Monday, Apr. 20, 1987

Driving by the Glow of a Screen

By Philip Elmer-DeWitt

More than two decades have passed since moviegoers first watched James Bond tail a Rolls-Royce to Goldfinger's Alpine retreat by tracking a moving blip across a screen on the dashboard of his Aston Martin. Now advances in computer technology have turned this Hollywood fantasy into automotive reality.

In California, some 2,000 motor vehicles -- from Michael Jackson's Mercedes- Benz to Palo Alto garbage trucks -- have been equipped with a gadget called the Navigator, which helps drivers get to a destination by displaying their vehicle's location on a glowing green map. And beginning next month, visitors to three hotels and six Budget Rent a Car stations in and around San Francisco will have access to counter-top DriverGuide units, which can calculate the shortest route between any two addresses in the Bay area and print out a concise set of directions. Later this year, DriverGuide will also become available in a smaller, dashboard version.

The Navigator, introduced last year by Etak, a Menlo Park, Calif., company, is an electronic road map that calculates position by means of dead reckoning. Data from a solid-state compass installed in the vehicle's roof and from sensors mounted on its wheels are processed by a computer in the trunk and displayed on a dashboard screen. The car's position is represented as a fixed triangle; the map, showing a web of streets and avenues, scrolls down as the car moves forward and rotates sideways when it turns.

DriverGuide, produced by Karlin & Collins, a Sunnyvale, Calif., firm, is the electronic equivalent of rolling down a window and asking for directions. The prototype unit looks like an automated-teller machine, but it issues information rather than cash. By punching buttons and choosing from a variety of screen menus, users specify where they want to go. Twenty seconds later, the machine spits out a printed sheet of driving instructions constructed from a data base that contains the location of every intersection and alleyway in the Bay area, including 3,400 turn restrictions and 4,800 traffic lights.

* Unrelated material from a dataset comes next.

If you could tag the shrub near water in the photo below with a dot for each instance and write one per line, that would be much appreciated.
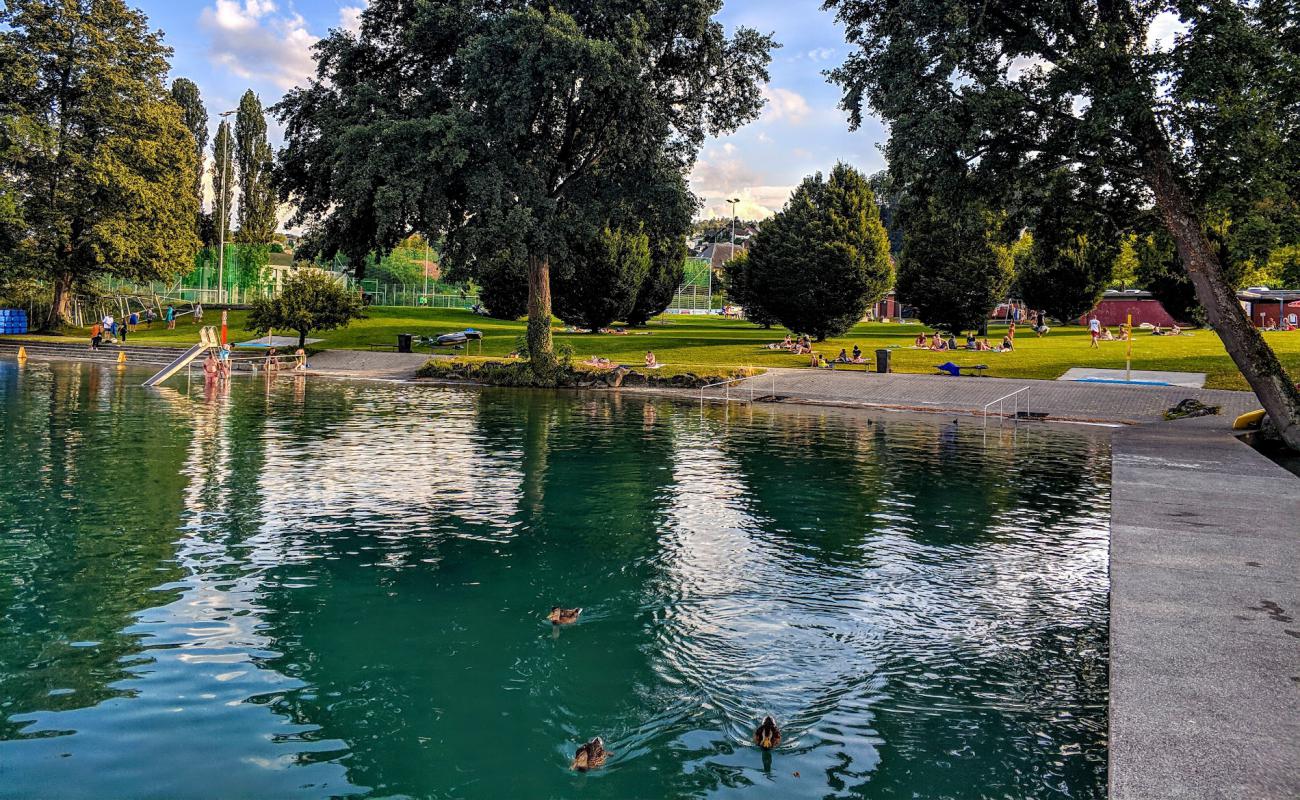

Says Barry Karlin, president of K&C: "We save fuel, and we save time."

How the devices will fare in the marketplace remains to be seen. Their current price tags will certainly limit sales: Navigator sells for $1,395, and the DriverGuide is expected to cost about $1,000. Toyota already offers a computerized dashboard map on an expensive model sold only in Japan, but while U.S. automakers are testing the devices, none have plans to offer them as options before the early 1990s.

Etak and K&C remain optimistic and are busy expanding their cartographic data bases. Etak has computerized the maps of 85% of the nation's urban areas, while K&C is programming Los Angeles, Miami and Atlanta. Both companies speak confidently of the day when onboard computers will act as mobile information systems, displaying everything from the latest traffic conditions to the location of the nearest hospital. Predicts Karlin: "Ten years from now, nobody will need to drive with a road map folding and flapping in the steering wheel."